Hanya Begitu Saja Aku Menyukainya

Aku tidak tahu apakah ini akan menjadi cerita yang menarik bagimu. Tapi tentu, ini adalah salah satu kejadian yang tidak akan pernah aku lupakan dalam hidupku.

Aku bertemu dengannya tanpa ada suara setiap pagi. Kami menyapa dengan mata kami. Sungguh, seakan matanya berbicara dan berbincang padaku hingga wajahku meruam karena entah mengapa itu membuatku berdebar. Dia bukanlah yang tertampan, apalagi yang terjago. Dia hanyalah seorang anak dari keluarga sederhana dengan latar belakang sang ayah seorang guru SD dan ibu seorang pramuniaga.

Aku bertemu dengannya setahun lalu. Ketika pertama kali masuk kelas ini, tidak sengaja aku menaruh tasku disamping tempatnya. Sungguh tidak kusengaja, karena kupikir tasnya adalah tas seorang wanita. "Ini tas kakakku yang sudah lulus SMA. Memang warnanya norak. Tapi masih bisa kupakai dengan nyaman." jelasnya dikemudian hari.

Kamu tahu, aku semakin menyukainya karena segala kesederhanaan yang dia miliki. Aku tahu dia bukan orang yang bisa bermewah-mewah, tapi aku tahu dia juga bukan orang yang melarat hingga tidak bisa beli makan. Tapi setiap harinya dia selalu sedia bekal yang dia bawa dari rumah untuk makan siang.

"Masak apa hari ini?" tanyaku tanpa memalingkan pandanganku dari kotak makannya yang bergambar salah satu karakter kartun.

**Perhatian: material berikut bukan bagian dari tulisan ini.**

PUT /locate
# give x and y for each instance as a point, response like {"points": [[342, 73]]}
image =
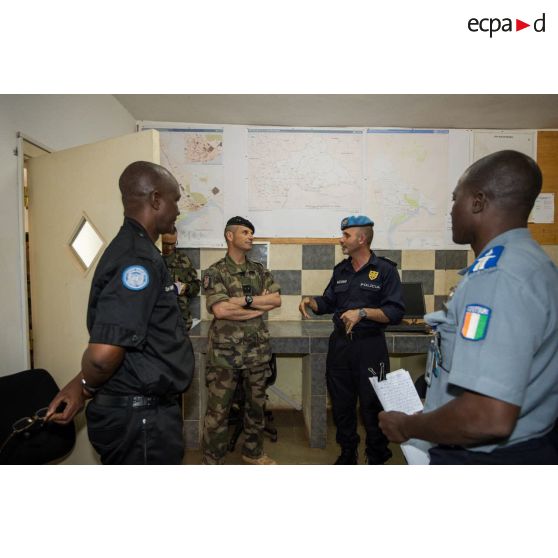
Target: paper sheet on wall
{"points": [[543, 210], [397, 393]]}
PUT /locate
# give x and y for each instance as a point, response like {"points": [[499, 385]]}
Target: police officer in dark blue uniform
{"points": [[139, 358], [364, 296]]}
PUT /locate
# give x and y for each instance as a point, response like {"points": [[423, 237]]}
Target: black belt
{"points": [[133, 400], [358, 334]]}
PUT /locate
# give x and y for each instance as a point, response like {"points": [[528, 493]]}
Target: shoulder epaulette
{"points": [[340, 263]]}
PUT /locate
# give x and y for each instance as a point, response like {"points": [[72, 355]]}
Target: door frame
{"points": [[23, 291]]}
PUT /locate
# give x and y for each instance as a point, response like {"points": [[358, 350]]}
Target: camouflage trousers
{"points": [[221, 384]]}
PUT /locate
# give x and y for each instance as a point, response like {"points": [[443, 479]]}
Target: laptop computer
{"points": [[415, 309]]}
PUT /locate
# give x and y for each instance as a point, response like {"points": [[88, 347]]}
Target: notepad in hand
{"points": [[397, 393]]}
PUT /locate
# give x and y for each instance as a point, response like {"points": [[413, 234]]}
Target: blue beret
{"points": [[241, 221], [356, 221]]}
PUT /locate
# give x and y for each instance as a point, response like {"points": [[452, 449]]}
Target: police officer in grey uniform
{"points": [[139, 358], [493, 395]]}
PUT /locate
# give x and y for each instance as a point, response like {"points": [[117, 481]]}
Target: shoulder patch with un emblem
{"points": [[135, 277]]}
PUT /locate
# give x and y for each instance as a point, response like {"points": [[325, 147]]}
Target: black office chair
{"points": [[25, 439], [236, 414]]}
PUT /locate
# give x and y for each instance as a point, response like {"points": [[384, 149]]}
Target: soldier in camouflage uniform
{"points": [[183, 274], [238, 292]]}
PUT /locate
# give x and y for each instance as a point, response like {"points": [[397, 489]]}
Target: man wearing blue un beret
{"points": [[364, 295]]}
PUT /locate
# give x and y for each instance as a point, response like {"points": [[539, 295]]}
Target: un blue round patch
{"points": [[135, 277]]}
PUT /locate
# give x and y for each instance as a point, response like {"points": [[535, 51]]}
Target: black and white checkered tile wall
{"points": [[306, 270]]}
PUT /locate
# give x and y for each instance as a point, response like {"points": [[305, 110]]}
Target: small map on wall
{"points": [[195, 158]]}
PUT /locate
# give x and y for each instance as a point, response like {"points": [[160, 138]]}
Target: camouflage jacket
{"points": [[186, 283], [231, 343]]}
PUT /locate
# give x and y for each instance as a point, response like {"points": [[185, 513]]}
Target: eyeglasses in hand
{"points": [[25, 423]]}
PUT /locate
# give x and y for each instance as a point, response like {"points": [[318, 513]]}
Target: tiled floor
{"points": [[292, 447]]}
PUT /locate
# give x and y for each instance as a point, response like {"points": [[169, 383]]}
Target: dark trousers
{"points": [[539, 451], [136, 436], [348, 380]]}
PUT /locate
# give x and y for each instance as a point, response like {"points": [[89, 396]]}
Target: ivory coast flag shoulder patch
{"points": [[475, 322]]}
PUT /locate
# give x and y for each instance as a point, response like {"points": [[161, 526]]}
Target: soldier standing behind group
{"points": [[183, 274], [238, 292]]}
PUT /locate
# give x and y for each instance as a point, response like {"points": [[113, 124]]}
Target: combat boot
{"points": [[262, 460], [348, 457]]}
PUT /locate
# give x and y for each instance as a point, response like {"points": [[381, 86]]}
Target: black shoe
{"points": [[378, 458], [347, 457]]}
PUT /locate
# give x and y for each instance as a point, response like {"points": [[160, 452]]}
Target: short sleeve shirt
{"points": [[499, 336], [375, 285], [132, 304]]}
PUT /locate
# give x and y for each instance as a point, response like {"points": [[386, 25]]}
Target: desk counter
{"points": [[308, 339]]}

Dia tersenyum dengan matanya lagi. "Aku hari ini bangun agak siang. Jadi cuma bisa masak nasi goreng sama telor mata sapi." ujarnya sambil membuka bekalnya. Tanpa menunggu lama, bau sedap nasi gorengnya mengisi seluruh ruang kelas. Hingga beberapa kali "lalat" hinggap di mejanya meminta sesuap bahkan beberapa suap sendok.

"Hei, jangan banyak-banyak! Dia belum makan banyak!" kataku sambil sesekali memukul tangan-tangan nakal si lalat-lalat tadi.

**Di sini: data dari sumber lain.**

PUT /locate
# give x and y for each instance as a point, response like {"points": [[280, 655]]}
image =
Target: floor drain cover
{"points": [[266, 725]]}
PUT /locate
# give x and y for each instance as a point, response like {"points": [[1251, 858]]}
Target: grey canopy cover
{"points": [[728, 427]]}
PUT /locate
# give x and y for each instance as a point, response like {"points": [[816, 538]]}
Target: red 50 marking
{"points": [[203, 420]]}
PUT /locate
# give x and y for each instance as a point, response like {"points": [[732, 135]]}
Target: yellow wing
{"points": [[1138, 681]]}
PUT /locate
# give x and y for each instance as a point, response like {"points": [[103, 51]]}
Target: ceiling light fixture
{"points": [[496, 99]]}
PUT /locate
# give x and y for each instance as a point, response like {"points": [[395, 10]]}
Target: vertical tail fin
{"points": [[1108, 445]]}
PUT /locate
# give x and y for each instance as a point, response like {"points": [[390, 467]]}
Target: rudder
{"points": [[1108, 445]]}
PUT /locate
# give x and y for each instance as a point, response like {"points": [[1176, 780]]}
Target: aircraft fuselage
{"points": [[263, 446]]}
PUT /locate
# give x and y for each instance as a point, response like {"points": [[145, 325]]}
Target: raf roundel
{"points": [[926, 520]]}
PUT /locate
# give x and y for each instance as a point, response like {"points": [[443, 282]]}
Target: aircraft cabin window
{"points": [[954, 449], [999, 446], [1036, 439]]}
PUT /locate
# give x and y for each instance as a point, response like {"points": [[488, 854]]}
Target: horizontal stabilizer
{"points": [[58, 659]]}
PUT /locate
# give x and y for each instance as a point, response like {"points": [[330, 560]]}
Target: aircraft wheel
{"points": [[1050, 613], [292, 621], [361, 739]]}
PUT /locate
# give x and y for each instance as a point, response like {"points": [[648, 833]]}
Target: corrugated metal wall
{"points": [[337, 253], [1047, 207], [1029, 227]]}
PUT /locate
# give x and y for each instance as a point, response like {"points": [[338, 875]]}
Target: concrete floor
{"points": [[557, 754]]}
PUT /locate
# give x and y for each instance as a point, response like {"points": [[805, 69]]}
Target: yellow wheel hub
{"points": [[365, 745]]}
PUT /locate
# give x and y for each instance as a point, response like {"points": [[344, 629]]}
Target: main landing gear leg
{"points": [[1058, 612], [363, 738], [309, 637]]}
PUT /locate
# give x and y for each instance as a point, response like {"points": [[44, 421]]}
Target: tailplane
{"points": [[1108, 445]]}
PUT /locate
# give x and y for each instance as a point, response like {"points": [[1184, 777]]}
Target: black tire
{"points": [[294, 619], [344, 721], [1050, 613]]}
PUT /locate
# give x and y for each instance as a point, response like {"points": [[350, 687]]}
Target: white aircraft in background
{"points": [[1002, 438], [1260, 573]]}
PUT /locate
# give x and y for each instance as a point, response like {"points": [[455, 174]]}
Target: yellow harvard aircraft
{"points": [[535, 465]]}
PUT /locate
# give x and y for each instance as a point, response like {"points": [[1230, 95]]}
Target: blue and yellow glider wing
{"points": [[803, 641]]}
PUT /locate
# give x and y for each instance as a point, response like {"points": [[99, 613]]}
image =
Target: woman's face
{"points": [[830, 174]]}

"Aduh, ada bodyguardnya nih" kata mereka mengejek. Aku mendengus dan kuperlihatkan mata elangku agar mereka pergi dari meja itu

Dia tertawa ringan sambil mengunyah nasi goreng di mulutnya melihat kejadian dihadapannya. Senyum yang tidak kuharapkan tiba-tiba mampir di bibirku. Sungguh, dia begitu imut!

"Jangan galak-galak, nanti darah tinggi!" dia bilang sambil menyendokkan nasi goreng dan mendekatkan ke mulutku. "Nih, belum makan kan?"

"Aku diet tau!" seruku sebal. Tapi tetap saja kuambil tawarannya. "Thanks" seruku malu.

Aku suka segalanya tentang dia. Terutama saat dia membicarakan cita-citanya dengan gairah yang membuncah. Dia memang bukan orang yang paling cerdas di kelas kami, tapi dia punya semangat yang lebih gigih daripada yang lainnya, terutama daripadaku.

Aku suka dia karena dia selalu mengingatkanku untuk menjaga diri. Bagaimana dia sekarang peduli dengan isu gender yang sedang marak terjadi. Membahasnya hingga sering kali tanpa sadar dia mewanti-wanti aku agar tidak keluar rumah kecuali ada perlu.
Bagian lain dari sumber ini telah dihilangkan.